DevOps and Alibaba Cloud Docker (III)

If you ask ten philosophers what “philosophy” is, you will typically get 11 answers (one of them being your’s.

Only one philosophical question is serious, that is, life and death.
For DevOps, there are three serious questions.
1. How to recreate your system?
2. How to safely deploy your system?
3. Monitoring of and solutions to problems after system deployment.
Today, we will talk about how to deploy your system safely. The term deployment involves a lot of meaning. The simplest explanation is how to make your application run in the final environment. But there are a lot of best practices for deployment.
Next, we will discuss a few common releasing methods, and the combined usage of these releasing methods and containers.

Release strategy

Common release strategies include blue-green release, canary release (grey release) and ABTest.

Blue-green release

Blue-green release is usually called hot deployment. During the release process, users won't perceive service restarts, which is usually achieved through the coexistence of old and new versions. That is to say, during the releasing process, the new version and the old version act as the hot standby of each other and by switching the routing weight (either 0 or 100), the launching or removal of different applications is achieved.

Canary release

By adding a small number of new-version services in the running services online, and then getting quick feedback from the few new-version services, the final form of delivery can be determined based on the feedback.

Gray release

Gray release is the process of switching routing weights between coexisting versions online to achieve the switch from one version to another. Although British software developer Martin Fowler believes that the gray release and canary release are the same, the two do vary in specific operations and purposes. Canary release focuses more on getting fast feedback, and gray release focuses more on the smooth switch from one version to another.

ABTest

ABTest and gray release have much in common, but you can distinguish the two from their releasing purposes. The former focuses on the difference from Version A or Version B, and makes decisions based on the difference to select one version for deployment. So compared with gray release, ABTest is more inclined to decision-making, and compared with canary release, ABTest is more flexible in weights and traffic flow switching.

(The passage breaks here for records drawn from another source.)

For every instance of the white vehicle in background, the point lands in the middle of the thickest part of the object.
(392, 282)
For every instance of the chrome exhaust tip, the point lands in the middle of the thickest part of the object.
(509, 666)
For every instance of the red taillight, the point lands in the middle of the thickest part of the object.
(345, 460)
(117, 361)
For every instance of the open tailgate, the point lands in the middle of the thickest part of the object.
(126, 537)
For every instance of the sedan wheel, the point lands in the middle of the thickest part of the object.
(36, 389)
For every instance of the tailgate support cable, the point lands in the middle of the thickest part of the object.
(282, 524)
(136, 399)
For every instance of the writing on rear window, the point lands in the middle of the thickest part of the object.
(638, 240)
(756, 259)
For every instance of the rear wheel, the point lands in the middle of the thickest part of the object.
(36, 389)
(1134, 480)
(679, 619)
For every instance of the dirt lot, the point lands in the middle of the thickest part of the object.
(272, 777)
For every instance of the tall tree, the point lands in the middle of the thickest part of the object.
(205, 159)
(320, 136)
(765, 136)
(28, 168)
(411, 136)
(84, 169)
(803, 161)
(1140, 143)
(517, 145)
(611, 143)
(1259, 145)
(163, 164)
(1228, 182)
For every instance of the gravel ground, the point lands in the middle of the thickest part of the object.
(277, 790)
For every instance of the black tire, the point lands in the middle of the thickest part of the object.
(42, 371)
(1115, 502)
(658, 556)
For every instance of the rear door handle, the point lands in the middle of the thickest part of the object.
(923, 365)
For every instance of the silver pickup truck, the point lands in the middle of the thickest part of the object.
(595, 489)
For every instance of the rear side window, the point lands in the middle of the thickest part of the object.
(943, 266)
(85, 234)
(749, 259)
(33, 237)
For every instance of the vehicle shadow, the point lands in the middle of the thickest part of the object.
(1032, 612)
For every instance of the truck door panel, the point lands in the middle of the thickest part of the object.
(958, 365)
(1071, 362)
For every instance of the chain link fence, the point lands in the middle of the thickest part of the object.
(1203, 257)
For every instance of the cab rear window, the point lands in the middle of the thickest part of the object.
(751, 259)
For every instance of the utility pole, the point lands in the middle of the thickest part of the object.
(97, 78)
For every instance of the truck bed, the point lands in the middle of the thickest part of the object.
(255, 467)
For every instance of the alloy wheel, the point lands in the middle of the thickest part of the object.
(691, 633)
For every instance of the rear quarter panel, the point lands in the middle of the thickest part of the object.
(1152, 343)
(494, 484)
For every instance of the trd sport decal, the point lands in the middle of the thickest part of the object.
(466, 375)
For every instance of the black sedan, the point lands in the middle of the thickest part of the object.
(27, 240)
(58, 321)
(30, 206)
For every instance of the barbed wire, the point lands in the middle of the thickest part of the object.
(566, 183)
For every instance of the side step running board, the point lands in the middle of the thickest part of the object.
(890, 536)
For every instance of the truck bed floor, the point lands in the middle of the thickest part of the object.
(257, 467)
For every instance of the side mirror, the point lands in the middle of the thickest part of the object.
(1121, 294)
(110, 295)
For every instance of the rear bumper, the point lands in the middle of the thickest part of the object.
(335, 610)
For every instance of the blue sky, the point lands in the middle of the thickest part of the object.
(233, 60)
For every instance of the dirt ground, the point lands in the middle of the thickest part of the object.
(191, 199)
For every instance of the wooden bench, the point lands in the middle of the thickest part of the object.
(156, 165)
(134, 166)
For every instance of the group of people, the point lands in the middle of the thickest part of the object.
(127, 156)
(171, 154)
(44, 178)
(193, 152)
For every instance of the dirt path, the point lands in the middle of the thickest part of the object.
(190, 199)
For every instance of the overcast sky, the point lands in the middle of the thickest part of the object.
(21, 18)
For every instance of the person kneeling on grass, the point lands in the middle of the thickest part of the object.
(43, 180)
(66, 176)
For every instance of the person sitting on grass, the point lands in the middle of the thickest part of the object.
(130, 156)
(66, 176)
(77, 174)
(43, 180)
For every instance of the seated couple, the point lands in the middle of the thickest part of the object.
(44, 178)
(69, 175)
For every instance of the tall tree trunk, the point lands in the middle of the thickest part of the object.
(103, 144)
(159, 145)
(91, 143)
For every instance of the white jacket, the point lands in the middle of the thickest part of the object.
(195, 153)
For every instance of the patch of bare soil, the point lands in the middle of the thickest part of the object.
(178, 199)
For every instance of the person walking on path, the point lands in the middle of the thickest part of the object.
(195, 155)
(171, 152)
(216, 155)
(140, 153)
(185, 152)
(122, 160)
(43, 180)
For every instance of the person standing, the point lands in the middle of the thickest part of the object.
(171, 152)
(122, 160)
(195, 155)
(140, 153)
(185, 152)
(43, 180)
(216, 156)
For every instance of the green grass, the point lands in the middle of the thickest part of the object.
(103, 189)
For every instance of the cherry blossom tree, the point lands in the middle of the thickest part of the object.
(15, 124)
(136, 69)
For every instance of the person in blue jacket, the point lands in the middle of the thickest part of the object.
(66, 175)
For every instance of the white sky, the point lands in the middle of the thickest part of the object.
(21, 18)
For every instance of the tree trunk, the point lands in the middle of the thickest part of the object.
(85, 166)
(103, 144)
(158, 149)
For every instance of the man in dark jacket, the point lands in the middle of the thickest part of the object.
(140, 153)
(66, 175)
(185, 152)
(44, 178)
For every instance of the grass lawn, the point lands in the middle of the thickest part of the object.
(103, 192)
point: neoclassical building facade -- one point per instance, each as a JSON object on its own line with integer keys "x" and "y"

Implement blue-green release using Alibaba Cloud Docker

Next, we will demonstrate the process of a blue-green release with a simple example. Suppose the application for blue-green release is a static page on nginx. The initial application template is as follows:

nginx-v1: 
image: 'registry.aliyuncs.com/ringtail/nginx:1.0'
labels:
aliyun.routing.port_80: nginx
restart: always
The page after deployment is shown as follows:

• Click to change configuration
• Select the changed release strategy and configuration for the new-version service

nginx-v2: 
image: 'registry.aliyuncs.com/ringtail/nginx:2.0'
labels:
aliyun.routing.coexist: true
aliyun.routing.port_80: nginx
restart: always
• In the blue-green release, the new and the old versions cannot share the name. If they share one routing address, you need to add a label of aliyun.routing.coexist, which means that the current service shares the routing address with other services. In the blue-green release scenario, to ensure zero-downtime switch of the application, the routing weight of the new-version service is by default 0, and needs to be adjusted on the routing management page before traffic switching. The release process involves two states: the blue-green release in process, and the blue-green release to be confirmed.
• The blue-green release in process state indicates that the new-version service has not been started yet, and the blue-green release to be confirmed state indicates that the new-version service has been started. At this time, you need to confirm the release or release rollback to proceed to the next release. Go to the application details page, you can see the coexisting new-version application and the old-version application.
To be specific, the blue service is the old-version service, and the green service is the new-version service. If a service exists in both versions and there is no change, there will be a yellow label, indicating the application won't have any changes in the blue-green release.
• Click the router list and adjust the corresponding routing weight.
• As shown in the figure: the weight of the old-version service is 100 and that of the new-version service is 0. Next we will adjust the weight of the old-version service to 0 and the weight of the new-version service to 100.
• Since the default routing service is session persistence enabled, you can open a new browser window to access the new version, and the results are as follows.
• After the entire release process is validated, you need to confirm the release before proceeding to the next release.
• After you confirm the release, you can view the application details and you will find that the service list of the application has been updated, and old services have been fully removed.